I don’t miss youth, the loneliness and shyness
but then sometimes I’m surprised

That song, perhaps the hardest rocker on this all-acoustic collection – with the girl’s strange poem delivered with intensity in Schickele’s burning, crackling tenor – is followed by a charming throwaway, “Can I Have a Girlfriend,” a bouncy children’s song that demonstrates Schickele’s not taking himself at all too seriously these days.

The album’s title comes from the final song, a soulful track on which Schickele integrates a syncopated bass line with an intense repeated note riff on the upper guitar, offering a poetic homage to his departed uncle, David Schickele:

come by and see me promise, I won’t forget
the lion-air surrounding him, the movements that he made
intensity of real living, he had a gift
wide-open gestures, eyes that glowed, and glowing still in death

and like us all he dreams

The bluesiest song – and Schickele is never really particularly bluesy, is “It’s all very lovely.” On it, he establishes a kind of down home ostinato, delivered with balls. But, never content (as frightfully too many are) to build an entire song on a vamp, Schickele moves on to a surprise chorus, punctuated by a new, more dynamic riff in a different key setting the words “don’t be afraid of the night time.” The nighttime here, a time of ghosts, is cast as something wonderful and new, and each time it arrives – the section of the song, that is – I feel I’m hearing it for the first time.

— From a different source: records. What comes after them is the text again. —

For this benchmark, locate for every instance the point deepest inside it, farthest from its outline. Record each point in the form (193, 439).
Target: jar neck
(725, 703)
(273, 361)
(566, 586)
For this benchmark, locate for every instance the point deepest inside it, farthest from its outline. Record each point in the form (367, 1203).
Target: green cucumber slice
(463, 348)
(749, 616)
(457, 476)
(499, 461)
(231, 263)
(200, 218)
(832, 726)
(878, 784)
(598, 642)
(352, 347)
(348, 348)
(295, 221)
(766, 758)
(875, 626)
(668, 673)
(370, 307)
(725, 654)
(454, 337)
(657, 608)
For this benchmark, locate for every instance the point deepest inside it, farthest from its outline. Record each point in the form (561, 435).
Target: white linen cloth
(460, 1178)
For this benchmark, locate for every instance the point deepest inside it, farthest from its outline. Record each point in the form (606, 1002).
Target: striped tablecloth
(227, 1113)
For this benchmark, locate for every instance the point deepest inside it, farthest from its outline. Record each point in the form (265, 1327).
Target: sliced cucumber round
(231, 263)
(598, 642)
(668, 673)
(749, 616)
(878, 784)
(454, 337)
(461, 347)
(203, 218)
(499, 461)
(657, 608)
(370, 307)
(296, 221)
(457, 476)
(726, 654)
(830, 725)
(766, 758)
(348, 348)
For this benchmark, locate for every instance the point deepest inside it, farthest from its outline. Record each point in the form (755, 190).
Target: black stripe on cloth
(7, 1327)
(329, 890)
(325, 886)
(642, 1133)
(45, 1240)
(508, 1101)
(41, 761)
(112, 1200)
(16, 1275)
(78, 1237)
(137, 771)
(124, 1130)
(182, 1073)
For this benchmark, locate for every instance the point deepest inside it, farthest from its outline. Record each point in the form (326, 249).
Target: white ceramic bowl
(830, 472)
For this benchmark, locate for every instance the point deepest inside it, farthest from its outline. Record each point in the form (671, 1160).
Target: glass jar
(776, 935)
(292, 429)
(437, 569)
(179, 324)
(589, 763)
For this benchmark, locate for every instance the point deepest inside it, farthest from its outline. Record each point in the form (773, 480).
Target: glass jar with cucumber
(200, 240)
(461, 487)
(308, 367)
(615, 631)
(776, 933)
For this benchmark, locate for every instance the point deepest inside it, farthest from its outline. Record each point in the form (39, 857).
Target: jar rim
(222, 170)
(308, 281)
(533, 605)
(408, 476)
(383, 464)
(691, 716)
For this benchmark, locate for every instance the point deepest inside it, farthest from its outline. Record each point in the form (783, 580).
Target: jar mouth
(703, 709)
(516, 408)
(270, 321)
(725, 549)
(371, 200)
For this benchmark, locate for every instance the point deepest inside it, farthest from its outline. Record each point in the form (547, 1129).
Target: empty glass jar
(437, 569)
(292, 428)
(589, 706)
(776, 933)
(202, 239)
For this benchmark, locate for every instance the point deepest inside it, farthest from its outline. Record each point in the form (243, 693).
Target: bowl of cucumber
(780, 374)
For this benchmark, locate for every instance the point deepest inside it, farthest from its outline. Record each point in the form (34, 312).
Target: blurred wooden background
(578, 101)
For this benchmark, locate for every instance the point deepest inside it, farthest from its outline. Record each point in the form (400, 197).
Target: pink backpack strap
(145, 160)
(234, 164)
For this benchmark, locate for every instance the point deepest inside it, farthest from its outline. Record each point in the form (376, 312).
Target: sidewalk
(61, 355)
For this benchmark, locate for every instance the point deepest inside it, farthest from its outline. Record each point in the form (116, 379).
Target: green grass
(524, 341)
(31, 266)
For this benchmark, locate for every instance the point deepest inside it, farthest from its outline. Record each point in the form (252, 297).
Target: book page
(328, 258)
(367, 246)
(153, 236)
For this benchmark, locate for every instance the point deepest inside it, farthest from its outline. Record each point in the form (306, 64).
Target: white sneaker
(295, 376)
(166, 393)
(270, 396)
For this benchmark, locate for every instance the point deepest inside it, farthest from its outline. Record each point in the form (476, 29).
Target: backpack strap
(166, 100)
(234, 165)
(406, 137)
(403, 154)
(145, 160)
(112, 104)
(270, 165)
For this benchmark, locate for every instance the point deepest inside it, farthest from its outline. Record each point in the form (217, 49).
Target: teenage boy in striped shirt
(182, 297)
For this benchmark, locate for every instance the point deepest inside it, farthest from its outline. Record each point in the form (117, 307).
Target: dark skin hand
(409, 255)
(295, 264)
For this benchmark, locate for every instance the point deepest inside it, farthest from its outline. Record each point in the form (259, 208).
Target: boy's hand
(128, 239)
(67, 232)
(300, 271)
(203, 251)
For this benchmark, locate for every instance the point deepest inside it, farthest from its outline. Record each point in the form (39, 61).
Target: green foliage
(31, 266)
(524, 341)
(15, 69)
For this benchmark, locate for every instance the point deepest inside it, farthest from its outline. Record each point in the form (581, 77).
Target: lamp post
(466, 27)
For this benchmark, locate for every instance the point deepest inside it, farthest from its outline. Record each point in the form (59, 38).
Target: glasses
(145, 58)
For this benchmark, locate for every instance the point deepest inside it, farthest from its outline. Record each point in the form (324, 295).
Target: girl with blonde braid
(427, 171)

Schickele’s voice on the album is not at its smoothest, and his annunciation, as I’ve noted, is very occasionally garbled. But ultimately these potential flaws do not project as such. The effect, instead, is of an artist laying himself bare, understanding that at the end of the day his limitations are the core of his style. Lion Air is not Schickele’s best CD (if you’ve read this far you know who gets that honor), but it is unquestionably his most honest, and as a result, his most courageous. He has arrived at a place musically where he is content to be nothing other than himself, and to share his private music with a public that, if limited in scope, has simply got to be unparalleled in hunger. That this release goes down as a pin dropping on pavement, lost amidst the endless noisy comings and goings of lesser but more famous men and women, is to be lamented. But such laments can gain no traction in the face of the far happier news that Matt Schickele is making music again, and has released another recording of exceptional quality.